PGDay.it collation discussion notes

From: Gregory Stark <stark(at)enterprisedb(dot)com>
To: Postgres <pgsql-hackers(at)postgresql(dot)org>
Subject: PGDay.it collation discussion notes
Date: 2008-10-18 06:41:12
Message-ID: 87abd21k3b.fsf@oxford.xeocode.com
Views: Raw Message | Whole Thread | Download mbox | Resend email
Thread:
Lists: pgsql-hackers


Radek, Zdenek, and Heikki had an extended discussion here at PGDay.it on
collation support. I was volunteered to be the note-taker (!). Here is the
plan we came up with:

Firstly, the ANSI standard makes collations into schema-qualified names which
pretty much forces us to have the collation catalog table.

The ANSI standard syntax where the COLLATION keyword can follow just about any
string value in an expression and then bubbles up the expression until an
operation needs to pick a collation seemed very weird to us. Hooking that into
the parser was pretty intimidating but we thought we could postpone that till
later and solve the meat of the problem first.

Instead, at least for now, we'll have a guc variable which decides the current
collation. Eventually that would just be the default if the query (or column
or whatever) doesn't override it with an explicitly selected collation. (This
would mean we need to treat the default collation like search_path for things
like plpgsql cached plans etc. Perhaps we could have a flag to indicate
whether plans actually need to be invalidated or are collation-independent)
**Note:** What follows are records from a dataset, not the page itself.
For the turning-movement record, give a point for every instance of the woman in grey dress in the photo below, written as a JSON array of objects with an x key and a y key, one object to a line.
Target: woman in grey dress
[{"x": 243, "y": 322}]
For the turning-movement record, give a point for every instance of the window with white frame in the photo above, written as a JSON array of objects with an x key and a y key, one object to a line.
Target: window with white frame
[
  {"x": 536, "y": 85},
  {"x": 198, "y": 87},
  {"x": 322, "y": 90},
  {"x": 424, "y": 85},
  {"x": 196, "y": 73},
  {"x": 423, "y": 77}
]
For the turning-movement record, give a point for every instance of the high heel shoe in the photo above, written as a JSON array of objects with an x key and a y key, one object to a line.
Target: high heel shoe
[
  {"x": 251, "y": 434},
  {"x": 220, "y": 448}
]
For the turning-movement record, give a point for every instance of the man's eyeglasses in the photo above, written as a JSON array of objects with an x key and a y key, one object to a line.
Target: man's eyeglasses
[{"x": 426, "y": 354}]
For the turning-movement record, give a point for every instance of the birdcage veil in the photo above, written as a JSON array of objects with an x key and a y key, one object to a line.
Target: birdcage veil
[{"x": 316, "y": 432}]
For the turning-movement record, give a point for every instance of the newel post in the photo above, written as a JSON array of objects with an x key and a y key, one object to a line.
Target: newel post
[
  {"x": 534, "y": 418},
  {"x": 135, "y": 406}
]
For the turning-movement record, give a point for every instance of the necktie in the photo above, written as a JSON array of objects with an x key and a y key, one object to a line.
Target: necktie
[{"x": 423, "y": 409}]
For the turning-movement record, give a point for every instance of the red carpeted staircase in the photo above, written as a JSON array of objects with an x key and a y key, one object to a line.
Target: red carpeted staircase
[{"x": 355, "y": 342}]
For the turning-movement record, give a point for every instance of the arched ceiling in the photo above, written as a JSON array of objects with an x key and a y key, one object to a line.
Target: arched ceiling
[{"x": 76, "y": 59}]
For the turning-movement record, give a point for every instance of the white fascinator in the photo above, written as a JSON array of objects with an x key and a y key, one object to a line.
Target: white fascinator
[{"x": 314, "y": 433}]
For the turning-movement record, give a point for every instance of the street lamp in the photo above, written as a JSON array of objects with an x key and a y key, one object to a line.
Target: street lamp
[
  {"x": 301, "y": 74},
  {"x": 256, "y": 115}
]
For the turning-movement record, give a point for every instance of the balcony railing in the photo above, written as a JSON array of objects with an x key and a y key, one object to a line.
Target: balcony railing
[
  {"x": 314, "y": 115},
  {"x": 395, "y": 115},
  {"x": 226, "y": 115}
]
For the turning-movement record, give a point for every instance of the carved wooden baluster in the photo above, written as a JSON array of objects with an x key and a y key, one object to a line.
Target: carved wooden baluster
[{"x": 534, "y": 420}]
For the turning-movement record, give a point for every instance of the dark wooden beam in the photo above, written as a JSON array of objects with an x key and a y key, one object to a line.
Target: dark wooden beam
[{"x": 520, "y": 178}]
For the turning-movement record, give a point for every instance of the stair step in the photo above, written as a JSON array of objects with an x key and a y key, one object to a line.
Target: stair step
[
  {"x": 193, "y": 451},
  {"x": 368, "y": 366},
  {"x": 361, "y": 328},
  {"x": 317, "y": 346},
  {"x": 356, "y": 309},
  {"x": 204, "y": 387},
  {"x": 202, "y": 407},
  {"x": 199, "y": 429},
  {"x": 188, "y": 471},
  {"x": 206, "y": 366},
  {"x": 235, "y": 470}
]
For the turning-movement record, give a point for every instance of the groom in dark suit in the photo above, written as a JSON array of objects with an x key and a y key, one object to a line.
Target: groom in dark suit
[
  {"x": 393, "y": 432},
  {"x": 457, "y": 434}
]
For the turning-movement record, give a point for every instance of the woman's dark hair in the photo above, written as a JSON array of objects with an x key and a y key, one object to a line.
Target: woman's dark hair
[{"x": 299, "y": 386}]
In a query the current collation would be grabbed by the planner when it's
deciding on operators. The planner would grab that collation oid and track it
in the sort key along with the nulls first/last and asc/desc properties.

It's important it do this immediately in the planner rather than just
reference the guc later because eventually it needs to possible to override it
at this point and also so that if you change the guc during the query
execution (ie, in a function) it would not affect the execution of your
current query.

pg_index would need an additional column to go along with indkey and
indoptions. It would be an oidvector of collation oids.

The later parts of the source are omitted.